I’ve been reflecting on this portrayal of sin as the lie God doesn’t love us, and I see how much of the pain we see and feel and cause is rooted in a worldview where God doesn’t see or care for us. It is much easier to be loving and generous and forgiving and hopeful when our identity is drenched in God’s acceptance and love. It is easier to show grace when we view other’s sin as growing out of that lie that God doesn’t love them.

Of course sin is not just a lie we believe; it is an action or attitude with repercussions that ripple outward and corrupt and infect and destroy. The wages of sin are death, and Jesus’s death was not just a declaration of love for us, but also a ransom payment, the purchase of redemption so that we can live for him instead of dying.

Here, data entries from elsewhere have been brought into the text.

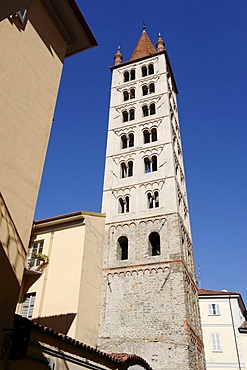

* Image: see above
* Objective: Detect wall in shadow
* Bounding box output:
[33,313,76,335]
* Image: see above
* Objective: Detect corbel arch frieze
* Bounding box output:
[139,56,159,68]
[115,103,137,112]
[140,180,163,192]
[139,118,162,130]
[113,125,136,136]
[106,264,170,278]
[113,152,136,164]
[115,83,136,93]
[140,75,160,86]
[140,146,163,157]
[114,185,136,198]
[140,95,162,106]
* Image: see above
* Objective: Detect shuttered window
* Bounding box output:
[211,333,222,351]
[21,293,36,319]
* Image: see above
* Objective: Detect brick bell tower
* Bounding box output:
[99,25,205,370]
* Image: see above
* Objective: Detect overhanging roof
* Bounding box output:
[42,0,97,57]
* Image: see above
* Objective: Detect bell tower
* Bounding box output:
[99,27,205,370]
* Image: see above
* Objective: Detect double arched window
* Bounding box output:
[144,155,157,173]
[143,128,157,144]
[117,236,128,260]
[118,196,130,213]
[120,161,133,178]
[142,83,155,96]
[123,89,135,101]
[141,64,154,77]
[142,103,156,117]
[124,70,135,83]
[149,232,160,256]
[122,109,135,122]
[121,133,134,149]
[147,191,159,209]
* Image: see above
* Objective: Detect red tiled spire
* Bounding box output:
[130,26,156,61]
[114,46,123,65]
[156,33,165,52]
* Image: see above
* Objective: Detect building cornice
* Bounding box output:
[33,211,105,234]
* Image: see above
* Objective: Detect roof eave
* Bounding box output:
[42,0,97,58]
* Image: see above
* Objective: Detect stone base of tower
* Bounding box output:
[98,254,205,370]
[98,339,203,370]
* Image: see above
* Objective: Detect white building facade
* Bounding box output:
[99,28,205,370]
[199,289,247,370]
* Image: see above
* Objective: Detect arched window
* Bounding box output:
[120,161,133,178]
[129,133,134,147]
[154,191,159,207]
[123,91,129,101]
[130,69,135,80]
[142,104,156,117]
[147,191,159,209]
[143,129,150,144]
[151,155,157,171]
[148,64,154,75]
[117,236,128,260]
[129,109,135,121]
[142,85,148,96]
[118,196,129,213]
[128,161,133,177]
[149,232,160,256]
[121,133,134,149]
[149,83,155,94]
[142,66,147,77]
[142,105,149,117]
[144,157,151,173]
[121,135,128,149]
[151,128,157,142]
[150,103,156,115]
[147,192,153,209]
[121,163,127,178]
[130,89,135,99]
[144,155,158,173]
[124,72,129,83]
[122,111,128,122]
[125,196,130,212]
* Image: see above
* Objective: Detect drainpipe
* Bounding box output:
[229,296,241,370]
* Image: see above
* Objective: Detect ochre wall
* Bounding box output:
[0,0,67,364]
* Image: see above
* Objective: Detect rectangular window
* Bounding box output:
[211,333,222,352]
[208,303,220,315]
[21,293,36,319]
[27,240,44,268]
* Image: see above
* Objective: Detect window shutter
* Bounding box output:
[216,304,220,315]
[208,304,212,315]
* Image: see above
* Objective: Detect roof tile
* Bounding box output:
[130,31,156,61]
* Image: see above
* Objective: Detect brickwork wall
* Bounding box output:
[99,214,205,369]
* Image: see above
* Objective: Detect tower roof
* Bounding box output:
[130,29,156,61]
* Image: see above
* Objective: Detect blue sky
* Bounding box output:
[35,1,247,303]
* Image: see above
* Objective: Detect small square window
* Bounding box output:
[208,303,220,315]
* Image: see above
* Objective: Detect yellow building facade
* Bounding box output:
[0,0,97,365]
[199,289,247,370]
[18,211,106,347]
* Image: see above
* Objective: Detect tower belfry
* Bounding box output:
[99,29,205,370]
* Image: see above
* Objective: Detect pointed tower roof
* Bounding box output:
[114,46,123,65]
[130,26,156,61]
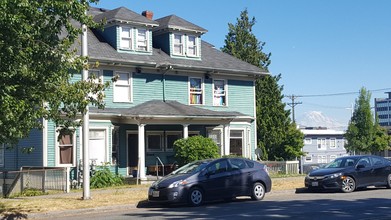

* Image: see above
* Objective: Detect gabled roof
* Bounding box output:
[93,7,159,27]
[90,100,247,119]
[154,15,207,34]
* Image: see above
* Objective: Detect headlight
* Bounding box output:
[168,180,188,188]
[326,173,342,179]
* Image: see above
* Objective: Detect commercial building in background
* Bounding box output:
[374,92,391,157]
[375,92,391,131]
[300,127,347,173]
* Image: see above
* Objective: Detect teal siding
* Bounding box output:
[226,79,255,116]
[163,75,188,102]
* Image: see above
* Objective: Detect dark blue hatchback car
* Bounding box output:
[305,155,391,193]
[148,157,272,206]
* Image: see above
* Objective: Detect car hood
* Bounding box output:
[309,168,348,176]
[151,173,193,188]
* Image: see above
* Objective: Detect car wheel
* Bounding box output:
[188,187,203,206]
[341,176,355,193]
[251,182,265,200]
[386,174,391,189]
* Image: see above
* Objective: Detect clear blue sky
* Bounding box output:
[95,0,391,126]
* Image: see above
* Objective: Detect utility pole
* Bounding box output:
[81,21,91,200]
[286,94,302,123]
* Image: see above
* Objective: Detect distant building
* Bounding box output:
[375,92,391,132]
[300,127,348,167]
[374,92,391,157]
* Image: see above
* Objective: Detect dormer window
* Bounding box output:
[120,27,133,50]
[187,35,198,57]
[137,28,148,51]
[173,34,184,55]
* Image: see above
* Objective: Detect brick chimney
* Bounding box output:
[142,11,153,20]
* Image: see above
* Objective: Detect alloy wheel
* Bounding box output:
[341,176,355,193]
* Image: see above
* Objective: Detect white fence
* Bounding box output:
[264,161,300,175]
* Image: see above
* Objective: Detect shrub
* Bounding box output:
[173,135,220,166]
[90,165,124,189]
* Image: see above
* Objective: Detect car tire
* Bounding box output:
[386,174,391,189]
[341,176,355,193]
[251,182,265,200]
[188,187,203,206]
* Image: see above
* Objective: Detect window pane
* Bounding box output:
[213,80,226,106]
[167,134,181,150]
[114,85,130,102]
[137,29,147,51]
[189,78,202,104]
[148,134,161,150]
[60,146,73,164]
[187,36,197,56]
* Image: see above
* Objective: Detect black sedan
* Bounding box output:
[148,157,272,206]
[305,155,391,193]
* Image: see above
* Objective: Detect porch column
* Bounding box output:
[223,124,230,156]
[183,124,189,138]
[138,124,146,180]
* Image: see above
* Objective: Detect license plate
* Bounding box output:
[312,182,318,187]
[152,190,160,197]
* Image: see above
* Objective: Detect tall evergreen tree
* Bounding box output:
[222,9,303,160]
[345,87,390,154]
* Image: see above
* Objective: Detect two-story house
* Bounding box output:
[301,127,348,170]
[2,6,267,180]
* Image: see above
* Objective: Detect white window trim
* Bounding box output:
[304,138,312,144]
[189,77,204,105]
[317,138,327,150]
[230,129,245,156]
[119,26,133,50]
[136,28,149,52]
[165,131,182,151]
[55,128,76,167]
[186,35,199,57]
[89,127,109,165]
[207,127,223,155]
[146,131,164,152]
[113,71,133,103]
[329,155,337,162]
[213,79,228,106]
[329,138,336,149]
[173,33,185,56]
[305,156,312,162]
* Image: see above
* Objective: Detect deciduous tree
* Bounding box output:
[0,0,109,146]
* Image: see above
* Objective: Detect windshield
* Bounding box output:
[324,157,358,168]
[171,160,210,175]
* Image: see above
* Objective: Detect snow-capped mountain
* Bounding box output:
[296,111,347,131]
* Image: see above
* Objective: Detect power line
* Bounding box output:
[294,88,391,98]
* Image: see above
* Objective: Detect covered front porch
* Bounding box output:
[91,100,254,180]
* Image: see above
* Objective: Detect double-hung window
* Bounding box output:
[57,129,75,166]
[189,77,203,105]
[213,79,227,106]
[137,29,148,51]
[173,34,184,55]
[187,35,198,57]
[113,72,132,102]
[120,27,133,50]
[317,138,327,150]
[147,132,163,152]
[329,138,336,149]
[165,132,182,151]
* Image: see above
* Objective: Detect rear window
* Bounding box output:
[229,158,247,170]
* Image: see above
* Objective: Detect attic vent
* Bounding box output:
[142,10,153,20]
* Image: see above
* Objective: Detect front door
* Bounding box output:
[128,133,138,168]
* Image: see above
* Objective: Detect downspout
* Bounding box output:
[162,65,173,102]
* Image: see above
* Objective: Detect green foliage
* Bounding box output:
[173,135,220,166]
[12,188,48,197]
[0,0,113,146]
[221,9,303,161]
[221,9,271,70]
[90,165,124,189]
[345,87,391,154]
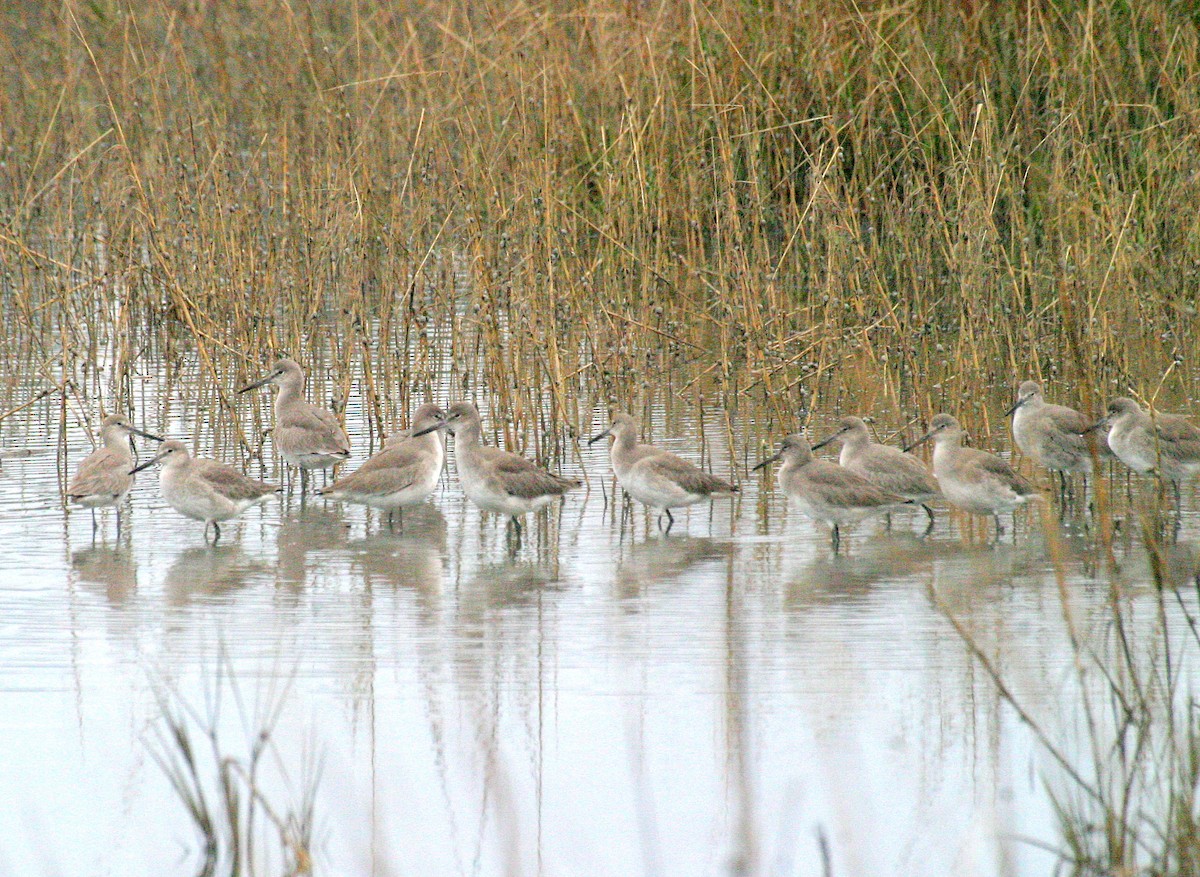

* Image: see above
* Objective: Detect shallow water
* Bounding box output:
[0,373,1196,876]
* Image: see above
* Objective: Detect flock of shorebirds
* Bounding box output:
[63,359,1200,551]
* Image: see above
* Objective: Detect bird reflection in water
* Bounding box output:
[163,545,270,605]
[785,538,939,608]
[274,505,352,589]
[70,544,138,605]
[615,535,732,601]
[346,505,448,604]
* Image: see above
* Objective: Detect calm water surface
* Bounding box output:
[0,371,1193,876]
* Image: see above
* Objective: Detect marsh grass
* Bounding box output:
[148,657,319,877]
[936,510,1200,875]
[1,1,1199,472]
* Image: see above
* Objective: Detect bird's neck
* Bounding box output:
[275,379,305,409]
[102,428,130,454]
[931,438,957,465]
[842,431,869,452]
[454,422,482,448]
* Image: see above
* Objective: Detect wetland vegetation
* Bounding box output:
[3,1,1200,874]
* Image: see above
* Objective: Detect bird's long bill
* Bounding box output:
[129,452,164,475]
[1003,398,1023,417]
[130,427,165,442]
[809,433,838,452]
[238,374,273,394]
[587,427,612,446]
[412,420,447,437]
[752,451,782,472]
[903,430,936,453]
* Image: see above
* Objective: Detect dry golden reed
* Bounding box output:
[1,0,1198,460]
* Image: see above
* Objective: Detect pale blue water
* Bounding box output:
[0,374,1191,876]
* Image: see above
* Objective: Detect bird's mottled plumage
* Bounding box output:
[240,358,350,489]
[907,413,1038,537]
[588,412,737,532]
[131,440,278,541]
[1008,381,1110,475]
[754,432,904,551]
[68,413,163,535]
[418,403,578,532]
[812,416,939,526]
[318,403,446,519]
[1100,397,1200,483]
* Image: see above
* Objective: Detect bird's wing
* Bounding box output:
[485,447,579,499]
[278,404,352,455]
[641,450,736,495]
[966,449,1036,496]
[68,448,131,498]
[856,447,940,496]
[804,461,899,507]
[1156,413,1200,447]
[1045,404,1094,435]
[325,450,429,497]
[194,459,278,501]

I know I will not teach Torre perfectly about God – how could I? I can only teach him what I know, and that is far from perfect. But I do hope that through the words I say (about God and about others) and in the way I live that God will be gracious enough to plant a seed that can take deep roots in Torre’s heart, from which the rest of his faith can grow, and that seed will be “I am always, deeply, loved by God.”